Amnistie pour les fraudeurs. Pas pour Rappaz? (mardi, 09 novembre 2010)

amnistie-pv.jpgLa Suisse est engagée depuis quelques mois dans une amnistie fiscale qui permet aux fraudeurs d'éviter tout ou partie de l'amende, qui s'ajoute ordinairement aux montants dissimulés. La France est coutumière des remises de peine à l'occasion de l'intronisation d'un nouveau président.

Imagine-t-on des voleurs, qui auraient rendu le produit de leur larcin, s'en aller sans un jour de prison, des conducteurs arrêtés en état d'alcoolémie avancée bénéficier d'une mesure de clémence?

Mieux, imagine-t-on des entrepreneurs ou des financiers plus audacieux que les autres échapper à toute poursuite judiciaire, car prendre risque économique n'est pas un délit - tant que les formes sont sauves - même lorsque leurs audaces conduisent leur entreprise à la faillite et stressent des centaines ou des milliers de travailleurs?

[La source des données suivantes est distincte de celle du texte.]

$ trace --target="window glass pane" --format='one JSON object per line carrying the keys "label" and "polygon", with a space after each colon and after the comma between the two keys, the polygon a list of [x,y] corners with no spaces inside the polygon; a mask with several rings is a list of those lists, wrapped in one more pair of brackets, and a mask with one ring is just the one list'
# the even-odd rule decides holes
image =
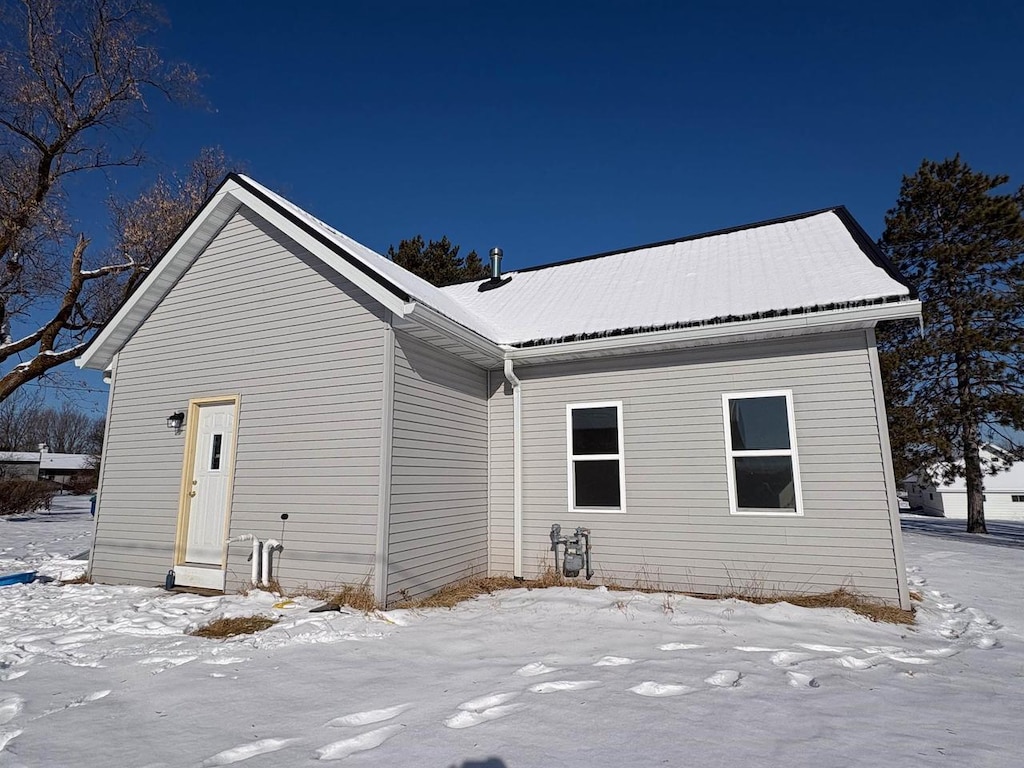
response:
{"label": "window glass pane", "polygon": [[576,408],[572,411],[572,452],[575,456],[619,452],[618,408]]}
{"label": "window glass pane", "polygon": [[789,456],[737,456],[733,461],[739,509],[796,510],[793,460]]}
{"label": "window glass pane", "polygon": [[621,508],[618,460],[574,461],[573,474],[577,507]]}
{"label": "window glass pane", "polygon": [[729,401],[734,451],[786,450],[789,419],[786,398],[741,397]]}
{"label": "window glass pane", "polygon": [[220,451],[223,442],[224,435],[213,436],[213,450],[210,451],[210,469],[220,469]]}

Ce ne sont là, bien sûr, qu'exceptions, particularités, normalités, qui n'ont rien à voir avec un certain producteur de chanvre récidiviste, condamné certes pour quelques autres indélicatesses avec le droit. Et qui se meurt parce que les médecins respectent le droit à la mort - combien de vieux sont-ils alimentés à leur corps défendant? A qui l'on dénie le droit de mourir, parce que la sénilité les prive de leur libre arbitre?

 

Rappaz n'est pas sénile, mais déjà des voix s'élèvent pour dire que les lésions que la privation de nourriture entraîne, lui ôtent la pleine capacité de décider de son sort. Une fois gaga, on perd son droit à la mort. C'est ainsi que des institutions comme Exit en viennent à violer la loi en donnant des doses létales à des humains en pleine capacité de leur libre arbitre. Après c'est trop tard et c'est un crime.

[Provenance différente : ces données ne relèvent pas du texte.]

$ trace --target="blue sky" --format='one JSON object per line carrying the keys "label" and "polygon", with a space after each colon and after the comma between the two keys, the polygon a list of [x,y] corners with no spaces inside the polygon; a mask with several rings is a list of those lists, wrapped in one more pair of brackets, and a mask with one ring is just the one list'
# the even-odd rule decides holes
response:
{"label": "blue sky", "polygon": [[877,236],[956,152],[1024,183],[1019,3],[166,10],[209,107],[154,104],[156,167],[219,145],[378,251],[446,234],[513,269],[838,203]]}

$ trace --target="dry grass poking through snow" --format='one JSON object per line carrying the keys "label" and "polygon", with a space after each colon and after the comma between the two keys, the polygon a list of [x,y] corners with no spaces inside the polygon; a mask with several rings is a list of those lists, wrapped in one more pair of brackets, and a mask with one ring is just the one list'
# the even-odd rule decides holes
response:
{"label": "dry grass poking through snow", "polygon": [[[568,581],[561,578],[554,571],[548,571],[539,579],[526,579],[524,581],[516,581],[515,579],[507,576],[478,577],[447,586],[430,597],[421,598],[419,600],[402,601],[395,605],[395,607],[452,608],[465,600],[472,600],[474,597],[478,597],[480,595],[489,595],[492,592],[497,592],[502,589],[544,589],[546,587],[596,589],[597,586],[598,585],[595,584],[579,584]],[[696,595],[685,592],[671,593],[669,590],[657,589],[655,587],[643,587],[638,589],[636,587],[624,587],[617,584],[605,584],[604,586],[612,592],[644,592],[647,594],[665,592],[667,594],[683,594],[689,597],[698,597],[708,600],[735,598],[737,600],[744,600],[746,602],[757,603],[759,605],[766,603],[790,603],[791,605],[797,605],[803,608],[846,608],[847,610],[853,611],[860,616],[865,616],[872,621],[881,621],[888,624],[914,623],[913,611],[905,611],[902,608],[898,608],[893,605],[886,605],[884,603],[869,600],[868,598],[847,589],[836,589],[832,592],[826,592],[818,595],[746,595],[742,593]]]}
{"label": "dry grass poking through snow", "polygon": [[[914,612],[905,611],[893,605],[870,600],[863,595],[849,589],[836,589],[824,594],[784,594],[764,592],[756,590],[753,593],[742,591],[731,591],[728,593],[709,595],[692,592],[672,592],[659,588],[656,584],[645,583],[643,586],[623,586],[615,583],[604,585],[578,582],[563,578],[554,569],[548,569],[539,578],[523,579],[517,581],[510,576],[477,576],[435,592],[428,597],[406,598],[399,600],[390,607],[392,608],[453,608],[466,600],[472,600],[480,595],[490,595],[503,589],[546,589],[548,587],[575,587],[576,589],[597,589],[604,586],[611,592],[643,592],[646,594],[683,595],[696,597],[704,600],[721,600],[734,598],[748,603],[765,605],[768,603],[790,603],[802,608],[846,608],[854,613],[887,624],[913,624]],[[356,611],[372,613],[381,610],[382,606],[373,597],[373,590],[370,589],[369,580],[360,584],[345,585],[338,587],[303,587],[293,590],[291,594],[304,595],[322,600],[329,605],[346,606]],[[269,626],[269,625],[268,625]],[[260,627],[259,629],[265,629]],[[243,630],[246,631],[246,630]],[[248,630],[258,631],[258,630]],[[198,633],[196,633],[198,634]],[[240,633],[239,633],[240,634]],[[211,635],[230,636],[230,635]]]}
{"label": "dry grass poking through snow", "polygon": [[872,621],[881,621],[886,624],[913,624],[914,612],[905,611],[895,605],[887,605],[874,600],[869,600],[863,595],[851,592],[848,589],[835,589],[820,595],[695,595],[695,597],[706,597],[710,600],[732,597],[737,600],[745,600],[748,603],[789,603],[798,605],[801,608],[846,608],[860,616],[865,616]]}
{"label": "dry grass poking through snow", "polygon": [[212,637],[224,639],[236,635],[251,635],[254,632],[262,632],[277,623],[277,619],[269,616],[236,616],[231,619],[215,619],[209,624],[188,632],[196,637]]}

Bref si je reviens sur ce sujet douloureux et tragique - mais, comme le remarque justement un commentaire que j'ai cité dans la Tribune, la chute mortel d'un travailleur père de quatre enfants n'est-elle pas plus tragique? - si je reviens sur l'affaire Rappaz, c'est entre autre pour rebondir sur les commentaires que j'ai reçus sous mon précédent billet. Et qui sont tous bien intéressants.

Encore une fois merci aux personnes qui ont déposé un ou plusieurs commentaires sous mes modestes billets.

Laissez mourir Rappaz, c'est tout simplement manquer d'humanité. Il n'appartient à personne de juger les raisons d'un homme qui choisi la mort pour manifester son droit, même si son droit heurte le droit en vigueur. Le droit de grâce doit être appliqué sans plus tarder.